You know how it is… these poor people don’t take bath properly and are brimming with infections and diseases, and “we” do not want to catch anything disgusting from them? They neither use soap with anti-bacterial properties nor carry around sweet little bottles of hand-sanitizer liquids – like “we” do.
It is “keep distance” – from the unhygenic.
Somehow, “socially” hugging people – the elite kind of people – is hygienic. Skin infections, after all, affect only the poor.
Somehow, sharing a drink or eating from the same plate – with the elite kind of stranger you just met – is hygienic. Elite saliva is all clean and clear.
Somehow, gorging on street-food in the rains is hygienic. It is so kewl & fun and such a liberating experience of the “real india”! And of course, “we” can pop in a zinetac, a cetzine and, if necessary, a cefaxelin later.
Only the beggar boy touching “us” with just the tips of three of his fingers is unhygienic!
“I am not comfortable with this. I don’t mind giving 10 rupees.. it is after all a job, you know?. But I am not comfortable with this touching”.
“Yaaaaa.. it is TERRIBLE!”

I am so horrified, that I even forget to pick on that ultra-moronic “begging is after all a job” part!
This is no hygiene – this is just “keep distance” – from poverty.

“Keep distance” – from poverty..
Said disguised in high-sounding words, with a smile, and a “you know how it is..”.

I can’t fight them – these liberal, open-minded hypocrites.
I can only escape..
“Keep distance” – from hypocrisy.

At least, I can afford to now – after years of independence and learning to stand up for my beliefs.

Prema still can not.. She can not afford that luxurious bit of self-esteem – ever.
Damned poverty!

Years back, there were hand-me-downs..
She wore my faded t-shirt.
She wore my old party skirt
She swept while safety pins provided old-age support to the elastic waist band.
I looked on..
Wearing her helplessness.

Years later, there are hand-me-downs..
She now wears my aunt’s not-good-enough saree.
Her infant son wears what my niece has outgrown.
She sweeps while my aunt yells at her to leave the gurgling-cooing-nuisance at home.
I look on..
Still wearing her helplessness.

Only hand-me-downs it will be.. For ever.

Given with generosity..

From a safe distance.

The Closet

She wrote a beautiful poem..

About LGBT rights and acceptance of “alternate” sexuality.

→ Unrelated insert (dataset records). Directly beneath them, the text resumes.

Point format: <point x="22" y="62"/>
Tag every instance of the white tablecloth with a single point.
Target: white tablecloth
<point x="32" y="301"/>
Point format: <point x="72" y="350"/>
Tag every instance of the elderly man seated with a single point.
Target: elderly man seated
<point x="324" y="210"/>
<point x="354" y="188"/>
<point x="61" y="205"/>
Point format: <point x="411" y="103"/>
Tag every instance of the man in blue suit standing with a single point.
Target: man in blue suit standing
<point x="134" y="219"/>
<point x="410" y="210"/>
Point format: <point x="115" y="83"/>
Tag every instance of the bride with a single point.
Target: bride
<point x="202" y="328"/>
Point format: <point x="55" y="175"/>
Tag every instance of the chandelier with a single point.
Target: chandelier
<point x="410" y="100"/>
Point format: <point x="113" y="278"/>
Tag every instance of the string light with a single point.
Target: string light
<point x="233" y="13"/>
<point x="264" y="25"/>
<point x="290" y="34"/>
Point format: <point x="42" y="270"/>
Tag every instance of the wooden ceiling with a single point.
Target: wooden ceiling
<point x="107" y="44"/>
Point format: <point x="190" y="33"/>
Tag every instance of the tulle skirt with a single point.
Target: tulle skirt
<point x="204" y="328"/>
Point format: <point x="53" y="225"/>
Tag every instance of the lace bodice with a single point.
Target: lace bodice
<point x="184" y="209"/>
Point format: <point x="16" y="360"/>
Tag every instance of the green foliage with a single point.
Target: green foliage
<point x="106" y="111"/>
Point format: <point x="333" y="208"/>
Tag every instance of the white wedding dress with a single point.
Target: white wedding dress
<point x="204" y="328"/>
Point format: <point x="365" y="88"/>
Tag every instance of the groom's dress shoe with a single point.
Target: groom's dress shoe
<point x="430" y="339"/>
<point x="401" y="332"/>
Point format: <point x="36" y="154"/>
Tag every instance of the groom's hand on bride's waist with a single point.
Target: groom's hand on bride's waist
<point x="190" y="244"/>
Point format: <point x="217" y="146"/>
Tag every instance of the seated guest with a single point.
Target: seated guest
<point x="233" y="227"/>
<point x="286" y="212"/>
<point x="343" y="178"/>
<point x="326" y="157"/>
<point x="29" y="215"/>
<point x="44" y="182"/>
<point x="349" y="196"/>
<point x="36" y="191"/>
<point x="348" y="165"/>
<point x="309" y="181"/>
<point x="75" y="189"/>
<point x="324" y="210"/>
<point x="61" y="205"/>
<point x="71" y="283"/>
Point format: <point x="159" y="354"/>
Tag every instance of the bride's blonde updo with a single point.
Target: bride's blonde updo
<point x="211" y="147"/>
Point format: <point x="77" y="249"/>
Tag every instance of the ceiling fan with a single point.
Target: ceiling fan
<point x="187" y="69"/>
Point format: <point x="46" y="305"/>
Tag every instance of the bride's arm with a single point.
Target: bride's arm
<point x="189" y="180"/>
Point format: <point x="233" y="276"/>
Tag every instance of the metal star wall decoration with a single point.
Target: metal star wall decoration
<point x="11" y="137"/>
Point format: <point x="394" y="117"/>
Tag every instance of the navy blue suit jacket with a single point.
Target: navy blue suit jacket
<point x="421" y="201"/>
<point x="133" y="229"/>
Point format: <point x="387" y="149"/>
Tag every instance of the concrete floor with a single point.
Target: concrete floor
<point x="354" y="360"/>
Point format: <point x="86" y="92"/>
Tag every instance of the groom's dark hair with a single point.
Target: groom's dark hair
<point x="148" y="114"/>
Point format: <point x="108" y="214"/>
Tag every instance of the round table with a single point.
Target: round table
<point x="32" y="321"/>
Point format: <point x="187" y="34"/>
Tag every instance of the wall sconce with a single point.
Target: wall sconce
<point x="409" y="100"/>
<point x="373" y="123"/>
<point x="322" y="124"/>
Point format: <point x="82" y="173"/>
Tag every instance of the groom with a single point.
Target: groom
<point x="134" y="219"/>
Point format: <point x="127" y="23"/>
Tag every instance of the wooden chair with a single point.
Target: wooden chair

Her readers brought in more to her blog. . all too moved by the poem.

He did too. . kept reading it a couple dozen times with suppressed tears.

And then she wrote in the comments section..

“Btw, just to clarify, I am straight 🙂 :)”

Those sweet smileys burnt him a wee bit..

They pointed out that the “acceptance” was a favor.

That clarification hurt him a wee bit..

It reminded that “inclusion” was a one-way road.

She and her friends would graciously include him in their circle..

But they would never come forward to get included in his “exotic” circle.

He could come out of his closet any day.

They never would come out of theirs..

A pretty, transparent, glass closet..

Key-less..

Only, displayed proudly in the living room!